Après le siècle des Lumières, le siècle de
l’industrie et du commerce, nous assistons au développement croissant de la
création, de l'innovation et des moyens de communication. Dans le monde entier
nos pensées s'échangent d’une manière invisible, virtuelle, mais arrivent à
opérer des changements réels et concrets. Avec les nouvelles technologies de
l’information, l’humanité est connectée en permanence. Le web, le cloud computing,
l’intégration des systèmes et des réseaux forment comme des neurones qui
répondent aux stimulations constantes des être humains en formant un nouveau
système nerveux planétaire.
Dessine-moi
une humanité
Même si nul ne peut ignorer le défi du futur,
l'absence de visions prospectives interdit aux individus comme aux groupes, aux
institutions publiques comme aux entreprises, de bâtir projets et stratégies. De nombreuses initiatives locales
émergent cependant en l'absence de scénarios prospectifs dans lesquels
s'inscrire. Elles peinent à gagner en visibilité et à se démultiplier.

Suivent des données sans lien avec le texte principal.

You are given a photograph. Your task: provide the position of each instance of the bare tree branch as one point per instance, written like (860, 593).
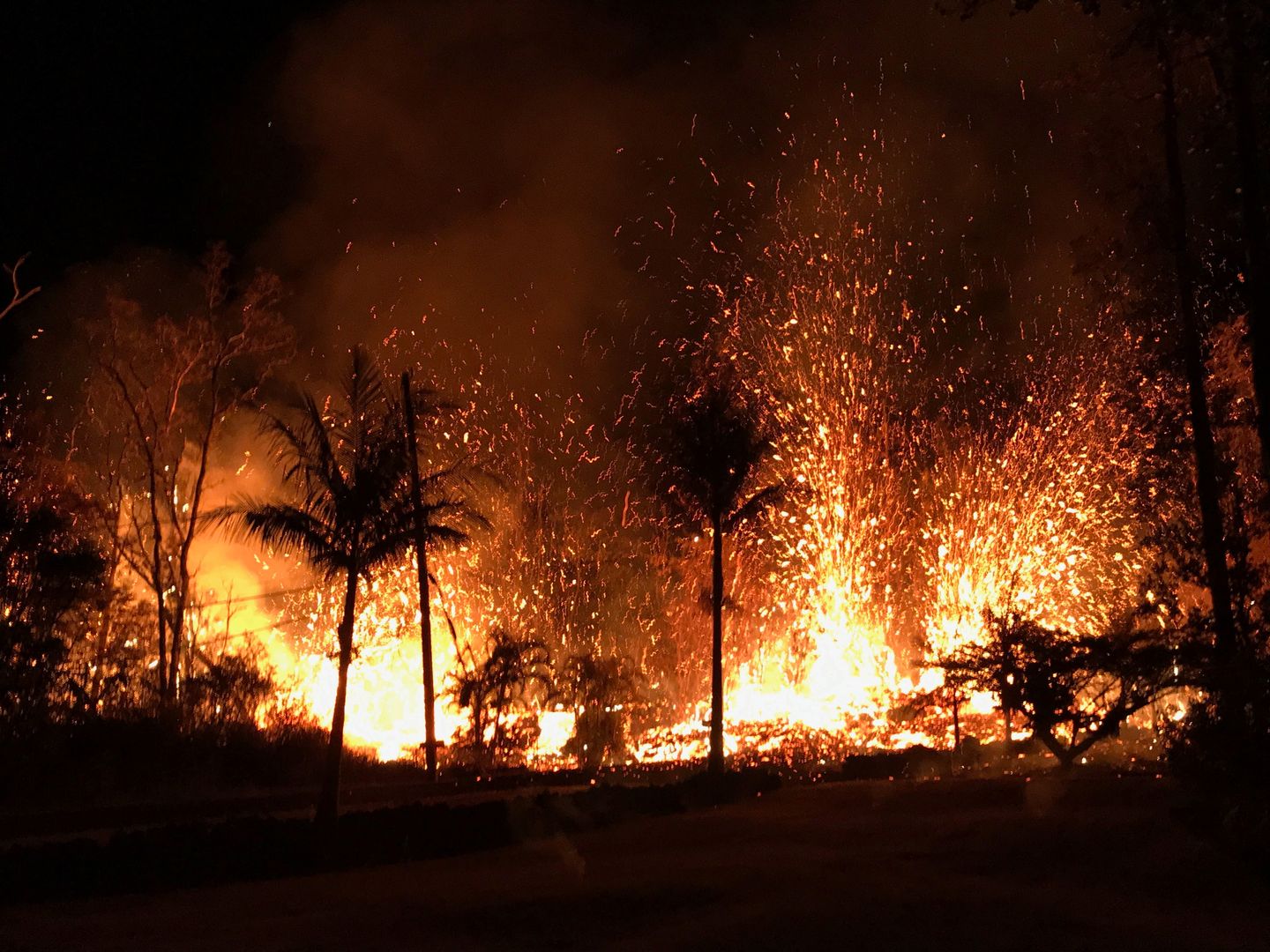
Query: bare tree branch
(19, 296)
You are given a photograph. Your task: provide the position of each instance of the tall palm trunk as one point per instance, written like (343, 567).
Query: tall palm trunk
(1206, 485)
(421, 554)
(328, 802)
(715, 764)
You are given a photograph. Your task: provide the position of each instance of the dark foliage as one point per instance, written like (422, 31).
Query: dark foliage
(1071, 691)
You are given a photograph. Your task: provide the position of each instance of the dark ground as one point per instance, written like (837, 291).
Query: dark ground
(1093, 865)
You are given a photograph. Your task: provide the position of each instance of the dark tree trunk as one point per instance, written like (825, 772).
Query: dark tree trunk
(328, 802)
(1206, 485)
(421, 554)
(716, 755)
(156, 570)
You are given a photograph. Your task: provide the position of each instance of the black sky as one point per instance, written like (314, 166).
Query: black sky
(502, 165)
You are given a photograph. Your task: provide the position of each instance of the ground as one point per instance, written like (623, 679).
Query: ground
(894, 866)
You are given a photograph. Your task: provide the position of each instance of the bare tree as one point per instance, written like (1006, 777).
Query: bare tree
(18, 296)
(172, 385)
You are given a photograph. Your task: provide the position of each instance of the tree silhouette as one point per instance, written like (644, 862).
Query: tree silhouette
(441, 516)
(600, 689)
(508, 675)
(349, 512)
(713, 449)
(1071, 691)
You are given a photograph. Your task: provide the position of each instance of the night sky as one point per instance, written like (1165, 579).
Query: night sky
(511, 170)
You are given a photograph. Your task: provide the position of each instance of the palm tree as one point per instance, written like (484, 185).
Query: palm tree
(713, 449)
(439, 516)
(508, 677)
(349, 510)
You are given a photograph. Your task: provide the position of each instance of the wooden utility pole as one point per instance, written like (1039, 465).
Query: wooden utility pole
(421, 554)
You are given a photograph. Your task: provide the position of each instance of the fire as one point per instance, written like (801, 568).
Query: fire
(923, 496)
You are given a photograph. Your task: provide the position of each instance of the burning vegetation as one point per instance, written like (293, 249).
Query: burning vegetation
(832, 513)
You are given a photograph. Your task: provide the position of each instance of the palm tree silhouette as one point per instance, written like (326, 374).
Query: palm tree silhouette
(714, 444)
(349, 510)
(442, 517)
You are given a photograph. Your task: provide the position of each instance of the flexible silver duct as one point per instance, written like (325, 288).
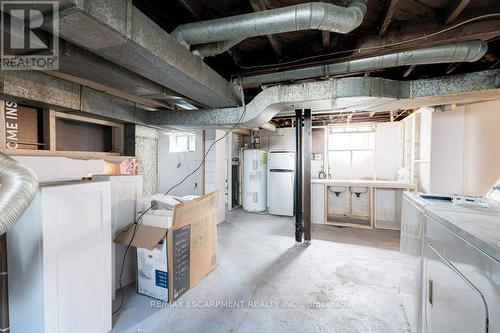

Un repérage et une mise en circulation des
informations mettant en évidence la réalité d'une mutation planétaire, en
identifiant clairement ses caractéristiques, peut nous aider à en prendre la
juste mesure et à nous y préparer. Pour la première fois chacun de nous en a
les moyens grâce à Internet.
Lever ce voile d'ignorance et d'incertitude
constitue une œuvre d'intérêt public. Il est impératif de rendre à l'individu
et à la société la capacité de se projeter dans l'avenir, de rêver le futur
pour pouvoir le faire naître.
Les enjeux du futur sont complexes et leur
appréhension nécessite une grande ouverture d'esprit, impliquant un dépassement
des spécialités et des partis-pris.
Seul un affranchissement des structures confinées
de la pensée conventionnelle peut nous permettre d'aborder avec un esprit
créatif les enjeux de demain.
L'exercice du futur requiert une pensée
transversale, globale, qui fait appel à tous les champs de la connaissance et
de l'expérience humaine, pour les mettre en situation de se confronter,
d'échanger, de se féconder réciproquement.
Les transformations nécessaires de nos sociétés
impliquent une évolution substantielle de notre maîtrise de l'intelligence
collective. Nous devons travailler au développement de l'intelligence
collaborative, faire émerger, utiliser, promouvoir et encourager les pratiques
qui permettent aux disciplines académiques, aux secteurs professionnels, aux
cultures et aux peuples de se rencontrer.
Ces défis nous imposent d’innover et constituent
une opportunité sans précédent pour conjuguer nos forces, collaborer et
engager ensemble des évolutions intelligentes.
Embarquement
vers le futur
Nous avons lors du siècle précédent appris à
comprendre notre passé et à anticiper notre futur. Les problématiques
auxquelles nous sommes confrontées aujourd'hui ont été anticipées dès les
années 70 avec déjà une certaine précision : la population croissante, le
plafonnement des ressources, le réchauffement climatique, parmi d’autres.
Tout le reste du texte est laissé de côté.